HIDDEN_GAMMAS[ i ] = gamma_hi;

double hi_weight_delta = LEARNING_RATE * gamma_hi  * HIDDEN_OUTPUTS[ i ];

HIDDEN_OUTPUT_WEIGHTS[ i ] += hi_weight_delta;
}

// INPUT-HIDDEN LAYER UPDATE

for ( int i=0; i<HIDDEN_LAYER_SIZE; i++ )
{
for ( int j=0; j<INPUT_LAYER_SIZE; j++ )
{
double gamma_ij = HIDDEN_GAMMAS[ i ] * INPUT_HIDDEN_WEIGHTS[ i ][ j ];

double ij_weight_delta = LEARNING_RATE * gamma_ij * INPUT_LAYER_INPUTS[ j ];

INPUT_HIDDEN_WEIGHTS[ i ][ j ] += ij_weight_delta;
}
}


// OUTPUT CODE:

// Calculate value of each hidden...
for ( int i=0; i<HIDDEN_LAYER_SIZE; i++ )
{
double hi = 0.0;

for ( int j=0; j<INPUT_LAYER_SIZE; j++ )
{
hi += INPUT_LAYER_INPUTS[ i ]* HIDDEN_OUTPUT_WEIGHTS[ i ][ j ];
}

HIDDEN_OUTPUTS[ i ] = TANH( hi );
}

double output = 0.0;

// Calculate value of the ouput
for ( int i=0; i<HIDDEN_LAYER_SIZE; i++ )
{

output += HIDDEN_OUTPUTS[ i ] * HIDDEN_OUTPUT_WEIGHTS[ i ];
}

output = TANH( output );


It looks like you're adding the delta to the weights instead of subtracting it.

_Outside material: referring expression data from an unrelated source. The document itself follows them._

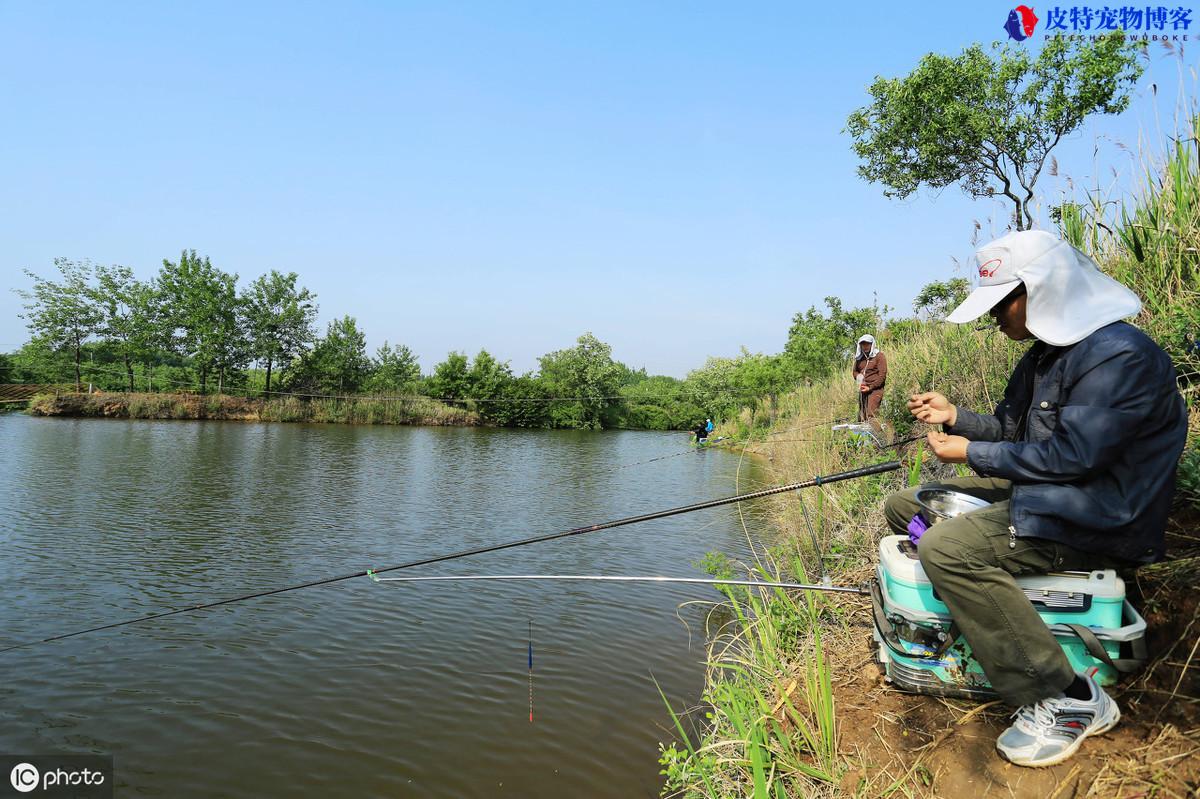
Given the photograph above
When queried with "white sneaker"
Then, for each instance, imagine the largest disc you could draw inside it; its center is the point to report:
(1048, 732)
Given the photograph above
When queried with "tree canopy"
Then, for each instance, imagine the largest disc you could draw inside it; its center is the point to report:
(988, 120)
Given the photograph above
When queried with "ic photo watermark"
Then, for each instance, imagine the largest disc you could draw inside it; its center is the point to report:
(84, 776)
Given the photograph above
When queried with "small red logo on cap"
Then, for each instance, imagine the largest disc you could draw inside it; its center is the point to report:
(989, 269)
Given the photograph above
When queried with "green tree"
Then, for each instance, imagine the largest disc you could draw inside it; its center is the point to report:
(816, 342)
(341, 358)
(587, 374)
(451, 378)
(64, 313)
(394, 370)
(279, 319)
(522, 403)
(939, 298)
(129, 317)
(988, 121)
(489, 379)
(202, 316)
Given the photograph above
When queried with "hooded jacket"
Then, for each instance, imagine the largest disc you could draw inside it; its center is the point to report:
(1090, 434)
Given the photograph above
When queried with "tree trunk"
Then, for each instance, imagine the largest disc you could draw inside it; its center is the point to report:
(78, 374)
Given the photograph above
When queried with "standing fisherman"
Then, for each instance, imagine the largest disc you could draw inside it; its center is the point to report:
(1079, 463)
(870, 371)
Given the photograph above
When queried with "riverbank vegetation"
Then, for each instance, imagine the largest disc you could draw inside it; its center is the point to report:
(191, 331)
(759, 708)
(353, 410)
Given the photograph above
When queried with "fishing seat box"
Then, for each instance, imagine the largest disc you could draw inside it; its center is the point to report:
(913, 625)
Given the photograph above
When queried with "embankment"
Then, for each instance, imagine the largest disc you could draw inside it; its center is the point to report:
(357, 410)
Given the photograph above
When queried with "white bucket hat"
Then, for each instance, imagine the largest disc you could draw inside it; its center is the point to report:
(870, 340)
(1069, 298)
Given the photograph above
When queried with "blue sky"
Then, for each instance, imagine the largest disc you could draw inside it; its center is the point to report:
(671, 176)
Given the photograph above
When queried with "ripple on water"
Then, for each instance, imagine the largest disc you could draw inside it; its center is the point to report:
(355, 688)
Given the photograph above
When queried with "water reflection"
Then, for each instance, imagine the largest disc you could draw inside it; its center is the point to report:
(354, 689)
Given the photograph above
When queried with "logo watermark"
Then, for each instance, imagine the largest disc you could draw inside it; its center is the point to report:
(1135, 23)
(89, 776)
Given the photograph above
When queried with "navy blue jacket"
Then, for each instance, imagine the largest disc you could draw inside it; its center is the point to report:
(1090, 434)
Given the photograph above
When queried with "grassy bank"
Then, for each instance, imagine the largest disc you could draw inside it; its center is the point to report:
(793, 704)
(358, 410)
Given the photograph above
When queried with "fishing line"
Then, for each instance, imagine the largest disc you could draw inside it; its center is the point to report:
(630, 578)
(879, 468)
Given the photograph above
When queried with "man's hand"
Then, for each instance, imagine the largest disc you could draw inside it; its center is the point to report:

Gradient descent is given by the following calculation run for some iterations:

$$x^{current} = x^{previous} - \alpha \frac{dy}{dx}$$

where $$\alpha$$ is the learning rate. We subtract the value because derivatives go in the direction of steepest ascent. So the following lines:

HIDDEN_OUTPUT_WEIGHTS[ i ] += hi_weight_delta;
INPUT_HIDDEN_WEIGHTS[ i ][ j ] += ij_weight_delta;


should be

HIDDEN_OUTPUT_WEIGHTS[ i ] -= hi_weight_delta;
INPUT_HIDDEN_WEIGHTS[ i ][ j ] -= ij_weight_delta;


Additionally, I'm not sure what the architecture of your network is, but it doesn't look like you have bias units- consider adding them so that your neurons can have non-zero centered activations. Not having them may impact your network's ability to learn.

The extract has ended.